When an individual is exposed to an occasion that's perceived as stressful, the brain triggers a cascade of events ultimately resulting in the discharge of stress hormones, like cortisol. These stress hormones help prepare the individual to deal with the stressor.
However, it's been demonstrated that in pregnant women, these hormones have the power to pass from the mother to fetus via the placenta. This is often supported by studies that have found high maternal cortisol levels to correspond with high fetal cortisol levels.
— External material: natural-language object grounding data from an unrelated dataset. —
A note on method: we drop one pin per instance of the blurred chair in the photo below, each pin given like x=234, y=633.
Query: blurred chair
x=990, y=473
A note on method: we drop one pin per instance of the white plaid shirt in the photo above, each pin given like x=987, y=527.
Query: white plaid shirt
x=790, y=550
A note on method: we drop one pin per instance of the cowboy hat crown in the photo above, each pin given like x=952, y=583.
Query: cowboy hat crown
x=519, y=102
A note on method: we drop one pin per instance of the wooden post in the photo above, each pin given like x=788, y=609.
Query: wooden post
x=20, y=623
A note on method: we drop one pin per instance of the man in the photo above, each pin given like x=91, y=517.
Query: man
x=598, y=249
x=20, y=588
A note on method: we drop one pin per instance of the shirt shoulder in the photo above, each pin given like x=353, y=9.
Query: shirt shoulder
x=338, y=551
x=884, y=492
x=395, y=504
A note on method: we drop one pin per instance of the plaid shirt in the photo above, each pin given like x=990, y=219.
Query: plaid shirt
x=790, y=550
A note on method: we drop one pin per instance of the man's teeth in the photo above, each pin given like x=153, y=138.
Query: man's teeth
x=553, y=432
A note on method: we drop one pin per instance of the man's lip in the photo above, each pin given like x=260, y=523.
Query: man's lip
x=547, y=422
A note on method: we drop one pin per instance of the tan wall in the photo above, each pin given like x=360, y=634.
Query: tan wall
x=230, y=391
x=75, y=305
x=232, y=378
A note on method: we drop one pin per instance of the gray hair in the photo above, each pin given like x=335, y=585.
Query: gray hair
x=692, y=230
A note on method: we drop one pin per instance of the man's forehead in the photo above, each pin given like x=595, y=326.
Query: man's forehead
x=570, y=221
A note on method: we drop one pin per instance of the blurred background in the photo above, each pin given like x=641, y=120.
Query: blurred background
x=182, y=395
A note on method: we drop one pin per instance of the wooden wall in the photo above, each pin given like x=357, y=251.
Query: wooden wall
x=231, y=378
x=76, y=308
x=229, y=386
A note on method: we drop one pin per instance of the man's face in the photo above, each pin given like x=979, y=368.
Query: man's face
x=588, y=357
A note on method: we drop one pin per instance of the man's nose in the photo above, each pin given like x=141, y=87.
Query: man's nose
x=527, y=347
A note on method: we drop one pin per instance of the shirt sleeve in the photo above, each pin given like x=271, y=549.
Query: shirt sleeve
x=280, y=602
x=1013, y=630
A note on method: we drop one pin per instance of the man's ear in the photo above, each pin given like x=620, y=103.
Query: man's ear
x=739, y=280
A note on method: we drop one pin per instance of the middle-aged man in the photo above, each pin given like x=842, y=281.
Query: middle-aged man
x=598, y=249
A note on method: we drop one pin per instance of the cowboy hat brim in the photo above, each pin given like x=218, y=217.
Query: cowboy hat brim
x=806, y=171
Exposure to high cortisol levels can then pose negative consequences to the developing fetus. Moreover, it's been demonstrated that in utero exposure to high levels of cortisol also affect postnatal development.
The psychologists advise pregnant women who are exposed to longer-term stress situations to "seek support from a therapist to handle the strain better." Past research has shown relationships between stress during pregnancy, and related psychosocial health measures like anxiety and depressive symptoms, with infant, child, and adult outcomes. However, most research is from high-income countries. We conducted a scoping review to spot research studies on prenatal stress and outcomes of the pregnancy or offspring in low- and middle-income countries (LMICs), and to synthesize the strain measures and outcomes assessed, the findings observed, and directions for future research.
Citation: Jain S (2021) Stress which Women’s go through during Pregnancy. Matern Pediatr Nutr 5:e001.
Received: 04-Feb-2021 Accepted: 11-Feb-2021 Published: 18-Feb-2021 , DOI: 10.35248/2472-1182.21.6.e001
Copyright: © 2021 Jain S. This is an open-access article distributed under the terms of the Creative Commons Attribution License, which permits unrestricted use, distribution, and reproduction in any medium, provided the original author and source are credited.